No entanto, nos últimos tempos, a História da Educação passou por um verdadeiro processo de renovação. No Brasil, especificamente nos últimos vinte anos, a História da Educação aproximou-se de uma nova forma de escrever a História, possibilitando uma nova leitura, principalmente da Escola. Segundo Lopes e Galvão (2001) os estudos passaram a ser mais localizados e contextualizados, lidando com períodos de tempo mais curtos. Ainda segundo as autoras, a História da Educação passou a se preocupar com a organização e funcionamento interno das escolas, com a expressão e/ou construção cultural no cotidiano escolar, com o estabelecimento do saber, do currículo, das disciplinas escolares. Além das fontes oficiais, recebendo estas um novo olhar, outras fontes surgiram, tais como a fotografia, a literatura, os manuais escolares, os jornais e revistas, a história oral etc.

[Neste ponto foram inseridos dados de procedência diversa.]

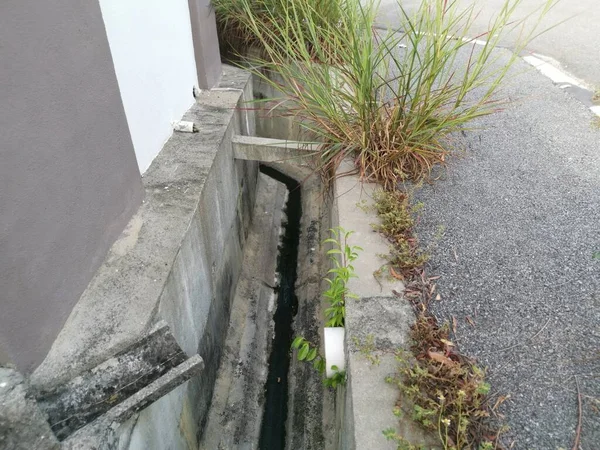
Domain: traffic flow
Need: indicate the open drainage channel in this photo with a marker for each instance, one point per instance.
(263, 398)
(272, 436)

Esse movimento de renovação e ampliação na historiografia da Educação vai encontrar inspiração na Escola dos Annales, uma nova forma de entender e escrever a história que posteriormente se convencionou chamar de Nova História. Segundo Burke (1997), as

idéias diretrizes dos Annales, sumaria e brevemente, buscam substituir a narrativa tradicional de acontecimentos por uma história-problema, descrever/reconhecer a história para além dos fatos políticos, buscando os elementos de todas as atividades humanas e a integração com outras disciplinas das Ciências Sociais.

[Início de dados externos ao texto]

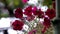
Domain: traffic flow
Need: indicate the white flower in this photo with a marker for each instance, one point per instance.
(25, 27)
(44, 8)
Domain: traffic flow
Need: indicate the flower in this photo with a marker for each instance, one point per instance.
(25, 27)
(44, 8)
(24, 1)
(30, 18)
(28, 11)
(51, 13)
(19, 13)
(44, 29)
(34, 10)
(54, 5)
(40, 13)
(17, 25)
(32, 31)
(46, 22)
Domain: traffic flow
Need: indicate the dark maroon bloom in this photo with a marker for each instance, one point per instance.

Sob influência da Nova História e conseqüentemente de uma nova forma de escrever a história da educação surge a História das Disciplinas Escolares. Para Goodson (1995), esta, compondo a área da História do Currículo, propõe-se a penetrar num campo que os historiadores se mostraram inclinados a ignorar: os saberes escolares, os métodos de ensino e os cursos de estudo, buscando nos processos internos da escola (caixa-preta) pistas para analisar as complexas relações entre escola e sociedade, inclusive enfatizando como as escolas tanto refletem como refratam as definições da sociedade acerca dos conhecimentos culturalmente válidos. Essa área de estudo (História do currículo e das Matérias Escolares) passa a estabelecer um novo paradigma para os estudos sobre a história da educação, trazendo uma agenda que aproxima os estudos educacionais dos estudos da história do conhecimento. “Todavia, o seu valor principal reside em sua capacidade de investigar a realidade interna e a autonomia relativa da escolarização. A história curricular considera a escola algo mais do que um simples instrumento de cultura da classe dominante” (GOODSON, 1995, p. 120).

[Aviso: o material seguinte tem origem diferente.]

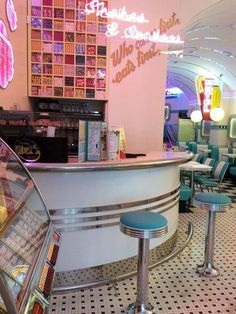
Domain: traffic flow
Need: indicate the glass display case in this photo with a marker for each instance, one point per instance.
(28, 243)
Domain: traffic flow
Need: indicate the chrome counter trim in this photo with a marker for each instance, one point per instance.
(124, 164)
(120, 206)
(99, 219)
(114, 279)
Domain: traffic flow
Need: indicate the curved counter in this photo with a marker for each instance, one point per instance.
(85, 201)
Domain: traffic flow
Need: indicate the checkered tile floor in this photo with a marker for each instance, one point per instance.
(174, 288)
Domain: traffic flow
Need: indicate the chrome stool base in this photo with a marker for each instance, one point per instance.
(208, 270)
(136, 308)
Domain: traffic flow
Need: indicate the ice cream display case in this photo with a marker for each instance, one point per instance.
(28, 243)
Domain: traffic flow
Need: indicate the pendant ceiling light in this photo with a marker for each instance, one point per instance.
(196, 116)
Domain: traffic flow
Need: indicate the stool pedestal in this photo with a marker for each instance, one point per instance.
(207, 269)
(141, 306)
(143, 225)
(213, 203)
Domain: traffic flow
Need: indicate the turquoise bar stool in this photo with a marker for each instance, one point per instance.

Enfim, os estudos da história do currículo por via do reconhecimento da constituição dos saberes escolares configuram um dos elementos de renovação e ampliação da História da Educação e têm se apresentado como importante temática na sua historiografia, principalmente, e, em síntese, quando objetiva investigar a aparição e o desenvolvimento do que hoje chamamos disciplina, procurando evidenciar o tratamento dado aos conteúdos de ensino no interior das escolas, sendo possível apreender sua natureza e evolução.